Meret Oppenheim (1913 – 1985) est considérée comme l’artiste d’une oeuvre:  le Déjeuner en fourrure de 1936, immédiatement acheté par le Museum of Modern Art de New York. Evidemment une rétrospective aussi ample que celle proposée par le musée de Berne s’efforce, non pas de démentir ce fait qui est incontestable, mais de montrer tous les aspects de la production de Meret Oppenheim, la richesse et l’originalité des idées développées au cours de son existence. Pour atteindre cet objectif l’exposition associe une approche chronologique et thématique. Cette dernière permet en effet de souligner la permanence de certaines préoccupations. Ainsi après la première salle consacrées aux débuts de l’artiste, on passe à la période surréaliste dans la deuxième. Les autres pièces rassemblent les oeuvres autour de thèmes bien distincts qui mettent en évidence le foisonnement de l’imaginaire de Meret Oppenheim: les sorcières, les masques, les serpents et les spirales, les rêves et les métamophoses, les astres et les planètes, les nuages et la brume, l’histoire de Genoveva et enfin toujours le jeu et l’humour. Ce choix met bien évidence la richesse d’une personnalité et ses aspirations qui se sont exprimées parfois dans des dessins et des oeuvres de très petites dimensions et qui parfois ont pu suivre un processus d’éaboration plus complexe dans des sculptures ou des toiles de grande dimension.

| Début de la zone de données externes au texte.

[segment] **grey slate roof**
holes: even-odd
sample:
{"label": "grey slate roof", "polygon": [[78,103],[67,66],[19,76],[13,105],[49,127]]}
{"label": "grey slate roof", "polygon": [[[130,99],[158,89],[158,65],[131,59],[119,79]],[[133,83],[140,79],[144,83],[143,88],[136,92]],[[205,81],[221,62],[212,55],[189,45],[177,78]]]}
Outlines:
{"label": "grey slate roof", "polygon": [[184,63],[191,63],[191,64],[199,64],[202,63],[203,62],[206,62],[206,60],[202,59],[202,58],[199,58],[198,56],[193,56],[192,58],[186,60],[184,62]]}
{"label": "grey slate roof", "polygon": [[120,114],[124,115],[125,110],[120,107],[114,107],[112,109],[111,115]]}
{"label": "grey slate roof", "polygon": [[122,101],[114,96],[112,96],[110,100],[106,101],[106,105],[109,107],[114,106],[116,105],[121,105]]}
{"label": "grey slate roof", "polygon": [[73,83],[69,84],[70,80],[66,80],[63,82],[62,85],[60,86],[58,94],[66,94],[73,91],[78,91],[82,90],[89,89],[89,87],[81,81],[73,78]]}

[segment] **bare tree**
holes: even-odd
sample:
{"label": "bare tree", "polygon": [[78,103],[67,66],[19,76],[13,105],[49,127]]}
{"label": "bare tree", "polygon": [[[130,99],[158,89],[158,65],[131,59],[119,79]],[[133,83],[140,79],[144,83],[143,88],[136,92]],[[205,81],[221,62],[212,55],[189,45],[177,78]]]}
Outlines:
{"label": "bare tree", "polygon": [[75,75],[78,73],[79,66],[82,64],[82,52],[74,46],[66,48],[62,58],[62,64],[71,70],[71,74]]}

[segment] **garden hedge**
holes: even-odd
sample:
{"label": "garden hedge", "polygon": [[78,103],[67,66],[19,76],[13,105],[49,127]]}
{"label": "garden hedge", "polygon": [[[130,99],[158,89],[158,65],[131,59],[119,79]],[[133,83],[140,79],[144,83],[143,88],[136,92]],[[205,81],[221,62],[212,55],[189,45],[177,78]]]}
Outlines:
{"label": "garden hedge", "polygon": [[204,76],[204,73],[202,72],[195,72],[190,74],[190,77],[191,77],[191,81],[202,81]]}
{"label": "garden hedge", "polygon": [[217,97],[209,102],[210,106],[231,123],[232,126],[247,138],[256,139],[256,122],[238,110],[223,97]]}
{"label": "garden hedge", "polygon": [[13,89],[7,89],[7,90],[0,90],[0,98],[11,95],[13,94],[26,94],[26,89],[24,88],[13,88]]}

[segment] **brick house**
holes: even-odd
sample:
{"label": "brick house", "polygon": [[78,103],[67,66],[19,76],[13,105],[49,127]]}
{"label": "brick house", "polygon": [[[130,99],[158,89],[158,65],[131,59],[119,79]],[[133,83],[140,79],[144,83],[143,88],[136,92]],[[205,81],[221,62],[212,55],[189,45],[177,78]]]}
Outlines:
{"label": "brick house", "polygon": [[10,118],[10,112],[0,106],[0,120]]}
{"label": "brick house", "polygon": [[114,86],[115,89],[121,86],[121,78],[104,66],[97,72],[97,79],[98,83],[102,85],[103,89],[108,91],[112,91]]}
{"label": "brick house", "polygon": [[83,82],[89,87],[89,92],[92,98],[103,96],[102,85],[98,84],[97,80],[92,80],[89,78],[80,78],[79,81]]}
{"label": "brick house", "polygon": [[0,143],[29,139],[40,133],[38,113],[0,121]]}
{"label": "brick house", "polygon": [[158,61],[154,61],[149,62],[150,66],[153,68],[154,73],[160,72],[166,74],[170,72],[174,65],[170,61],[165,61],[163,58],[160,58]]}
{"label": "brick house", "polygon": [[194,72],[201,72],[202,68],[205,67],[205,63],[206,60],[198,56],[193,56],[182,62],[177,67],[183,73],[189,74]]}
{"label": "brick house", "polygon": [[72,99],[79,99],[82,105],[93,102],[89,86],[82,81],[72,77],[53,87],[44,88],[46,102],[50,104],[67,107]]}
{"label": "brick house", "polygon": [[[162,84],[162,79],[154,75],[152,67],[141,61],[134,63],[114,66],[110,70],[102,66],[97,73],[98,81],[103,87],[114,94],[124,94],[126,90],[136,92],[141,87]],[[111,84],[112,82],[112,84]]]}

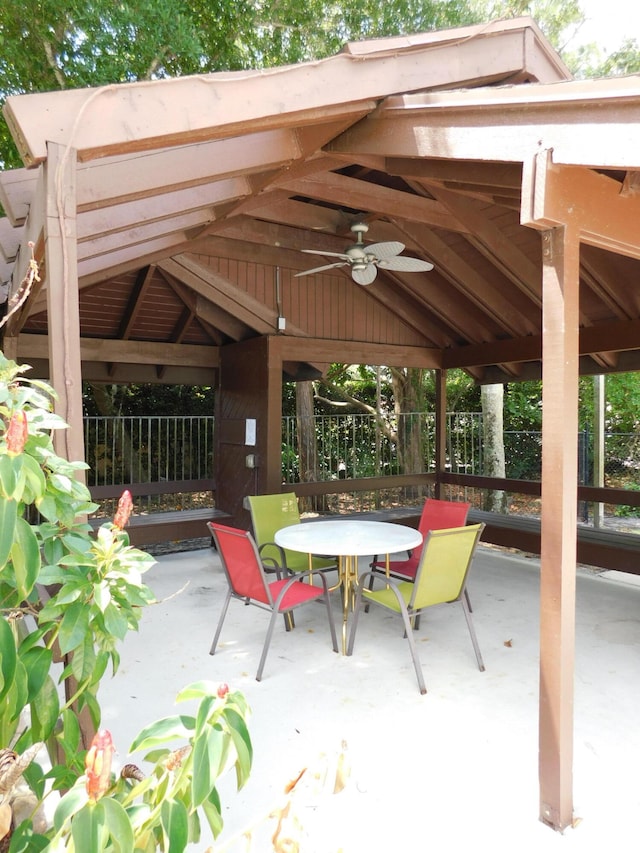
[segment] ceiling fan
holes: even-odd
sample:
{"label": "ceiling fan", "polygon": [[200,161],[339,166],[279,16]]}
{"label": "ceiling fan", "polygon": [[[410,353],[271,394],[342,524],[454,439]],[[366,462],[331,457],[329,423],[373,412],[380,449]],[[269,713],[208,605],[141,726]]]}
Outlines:
{"label": "ceiling fan", "polygon": [[364,222],[356,222],[351,226],[356,235],[356,242],[348,246],[344,252],[321,252],[317,249],[302,249],[309,255],[325,255],[329,258],[339,258],[331,264],[314,267],[311,270],[303,270],[296,273],[295,277],[312,275],[316,272],[334,269],[335,267],[351,267],[351,277],[358,284],[371,284],[378,274],[378,268],[397,270],[398,272],[427,272],[433,269],[433,264],[421,261],[418,258],[409,258],[400,255],[404,249],[404,243],[390,240],[386,243],[369,243],[366,245],[362,239],[363,234],[369,230]]}

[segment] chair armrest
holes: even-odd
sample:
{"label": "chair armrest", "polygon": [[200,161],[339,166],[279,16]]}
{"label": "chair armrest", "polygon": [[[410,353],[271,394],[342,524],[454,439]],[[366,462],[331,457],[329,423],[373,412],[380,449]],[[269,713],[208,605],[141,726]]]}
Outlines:
{"label": "chair armrest", "polygon": [[[275,559],[275,557],[263,557],[262,550],[263,548],[276,548],[280,555],[280,562]],[[258,547],[258,554],[260,555],[260,559],[262,560],[262,564],[272,563],[273,567],[276,568],[276,572],[284,572],[285,574],[291,574],[291,572],[287,569],[287,558],[283,549],[277,545],[275,542],[263,542],[262,545]],[[280,575],[278,574],[278,578],[280,579]]]}

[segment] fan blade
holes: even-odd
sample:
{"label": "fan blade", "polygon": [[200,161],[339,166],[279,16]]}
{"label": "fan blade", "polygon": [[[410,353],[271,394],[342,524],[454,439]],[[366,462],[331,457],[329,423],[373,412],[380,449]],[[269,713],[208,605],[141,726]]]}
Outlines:
{"label": "fan blade", "polygon": [[302,272],[297,272],[294,275],[294,278],[300,278],[301,275],[311,275],[314,272],[324,272],[325,270],[332,270],[336,267],[346,267],[346,261],[339,261],[336,264],[325,264],[323,267],[314,267],[312,270],[302,270]]}
{"label": "fan blade", "polygon": [[421,261],[418,258],[408,258],[402,255],[398,258],[386,258],[378,264],[380,269],[397,270],[398,272],[428,272],[433,269],[433,264]]}
{"label": "fan blade", "polygon": [[301,252],[305,252],[307,255],[324,255],[327,258],[342,258],[343,261],[349,260],[349,255],[345,255],[344,252],[321,252],[320,249],[300,249]]}
{"label": "fan blade", "polygon": [[351,268],[351,278],[357,282],[357,284],[371,284],[377,274],[378,270],[376,269],[375,264],[367,264],[364,269],[361,267]]}
{"label": "fan blade", "polygon": [[387,243],[370,243],[362,247],[367,255],[374,255],[379,261],[393,258],[404,250],[404,243],[389,240]]}

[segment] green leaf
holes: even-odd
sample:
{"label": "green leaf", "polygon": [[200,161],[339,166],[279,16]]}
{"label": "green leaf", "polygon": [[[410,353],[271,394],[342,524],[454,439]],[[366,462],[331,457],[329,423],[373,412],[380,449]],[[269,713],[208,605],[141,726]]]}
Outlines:
{"label": "green leaf", "polygon": [[164,800],[161,808],[162,828],[169,839],[168,853],[182,853],[189,842],[189,818],[184,804]]}
{"label": "green leaf", "polygon": [[9,853],[42,853],[49,846],[49,839],[38,835],[27,821],[17,826],[11,835]]}
{"label": "green leaf", "polygon": [[225,754],[226,735],[212,726],[196,738],[193,746],[193,805],[197,808],[208,799],[220,773]]}
{"label": "green leaf", "polygon": [[36,501],[36,508],[47,521],[58,521],[58,505],[52,495],[45,495],[42,500]]}
{"label": "green leaf", "polygon": [[71,837],[75,849],[83,853],[101,853],[106,849],[109,833],[104,803],[87,803],[71,820]]}
{"label": "green leaf", "polygon": [[[8,457],[0,456],[0,461],[6,458]],[[0,569],[9,559],[17,518],[18,504],[8,498],[0,498]]]}
{"label": "green leaf", "polygon": [[13,531],[11,560],[16,578],[16,589],[21,598],[28,598],[40,573],[40,546],[31,525],[17,518]]}
{"label": "green leaf", "polygon": [[231,739],[233,740],[233,745],[238,753],[238,760],[236,761],[236,779],[238,789],[240,789],[246,784],[249,778],[249,773],[251,772],[251,763],[253,761],[251,737],[240,714],[236,713],[232,708],[225,708],[223,715],[229,723]]}
{"label": "green leaf", "polygon": [[180,715],[165,717],[157,720],[136,736],[129,748],[129,752],[137,752],[139,749],[151,749],[172,740],[185,740],[191,737],[195,728],[195,719],[190,716]]}
{"label": "green leaf", "polygon": [[20,660],[24,664],[27,671],[27,686],[28,697],[27,701],[33,701],[49,674],[53,655],[51,649],[45,649],[42,646],[35,646],[23,652],[23,646],[20,647]]}
{"label": "green leaf", "polygon": [[80,724],[77,715],[70,709],[65,708],[61,715],[62,731],[56,733],[56,740],[62,747],[64,754],[75,756],[80,749]]}
{"label": "green leaf", "polygon": [[206,726],[210,725],[210,714],[217,704],[219,704],[217,697],[206,696],[198,706],[198,714],[196,716],[196,737],[202,734]]}
{"label": "green leaf", "polygon": [[[65,823],[70,820],[81,808],[87,805],[87,789],[84,782],[79,780],[73,788],[62,797],[53,815],[53,826],[56,832],[60,832]],[[81,847],[80,850],[85,848]]]}
{"label": "green leaf", "polygon": [[60,698],[51,676],[47,676],[42,688],[31,703],[31,725],[34,737],[46,741],[56,727],[60,716]]}
{"label": "green leaf", "polygon": [[104,611],[104,624],[107,632],[118,640],[124,640],[129,630],[127,617],[115,605],[110,604]]}
{"label": "green leaf", "polygon": [[34,503],[45,493],[47,481],[45,480],[42,468],[32,456],[25,455],[23,457],[23,470],[27,479],[27,485],[31,489],[29,503]]}
{"label": "green leaf", "polygon": [[111,836],[114,853],[133,853],[134,837],[129,815],[117,800],[104,797],[100,800],[105,821]]}
{"label": "green leaf", "polygon": [[0,679],[2,679],[0,701],[4,699],[13,684],[17,663],[18,653],[13,631],[6,619],[0,617]]}
{"label": "green leaf", "polygon": [[5,498],[14,498],[18,479],[19,456],[0,455],[0,489]]}
{"label": "green leaf", "polygon": [[176,702],[204,699],[206,696],[216,696],[217,692],[218,685],[213,681],[194,681],[182,688],[176,697]]}
{"label": "green leaf", "polygon": [[205,813],[207,823],[211,827],[213,837],[217,838],[222,832],[223,821],[220,797],[216,788],[211,791],[208,799],[202,803],[202,811]]}
{"label": "green leaf", "polygon": [[87,633],[82,643],[73,650],[71,671],[77,681],[83,682],[93,673],[95,664],[96,653],[93,647],[93,637]]}
{"label": "green leaf", "polygon": [[65,608],[60,623],[58,642],[60,652],[65,655],[73,651],[84,641],[89,630],[89,608],[82,601],[76,601]]}

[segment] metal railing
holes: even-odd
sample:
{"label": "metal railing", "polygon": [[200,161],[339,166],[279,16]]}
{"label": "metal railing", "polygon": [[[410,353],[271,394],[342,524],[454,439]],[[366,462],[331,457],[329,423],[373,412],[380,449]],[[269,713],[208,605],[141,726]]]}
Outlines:
{"label": "metal railing", "polygon": [[[455,474],[484,475],[483,422],[480,412],[447,415],[446,470]],[[359,479],[405,473],[402,444],[417,436],[420,463],[414,470],[435,470],[435,418],[432,413],[388,416],[381,423],[374,415],[317,415],[313,418],[316,467],[301,469],[298,422],[282,420],[283,483]],[[90,486],[122,483],[157,483],[212,477],[214,468],[214,418],[212,416],[85,417],[86,461]],[[541,433],[509,430],[504,434],[505,476],[513,480],[539,480]],[[415,452],[415,442],[413,451]],[[579,435],[579,481],[593,483],[593,435]],[[604,447],[604,486],[637,488],[640,484],[640,436],[607,433]],[[304,466],[302,466],[304,467]],[[360,498],[379,504],[380,495]],[[211,496],[179,495],[179,505],[189,506]],[[390,501],[396,496],[390,493]],[[158,497],[154,498],[157,502]],[[384,496],[382,497],[384,500]],[[151,501],[151,498],[149,498]],[[175,501],[174,501],[175,502]],[[358,504],[359,506],[359,504]],[[144,506],[141,507],[144,510]],[[155,508],[149,503],[148,509]],[[620,510],[624,512],[624,510]]]}

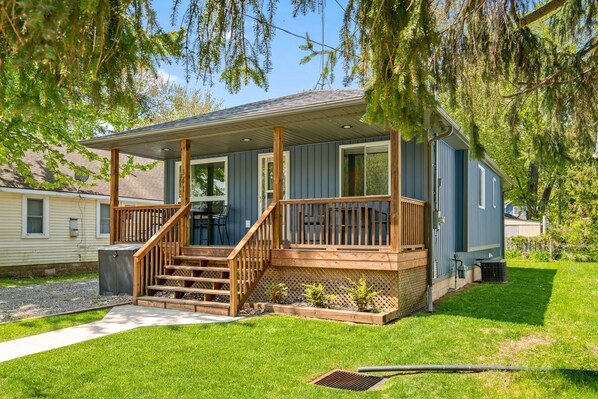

L’atelier intérieur de l’artiste passe par le détournement d’objets, le collage, l’utilisation des matériaux les plus divers.

L’exposition pourrait aussi s’intituler Le livre des idées, titre d’une publication de l’artiste à la fin de sa vie. Elle renonce à une hiérarchisation entre les pièces « importantes » et celles qui le seraient moins pour montrer l’ensemble de l’inspiration à travers un croquis ou une sculpture achevée, une approche qui rend justice à la personne.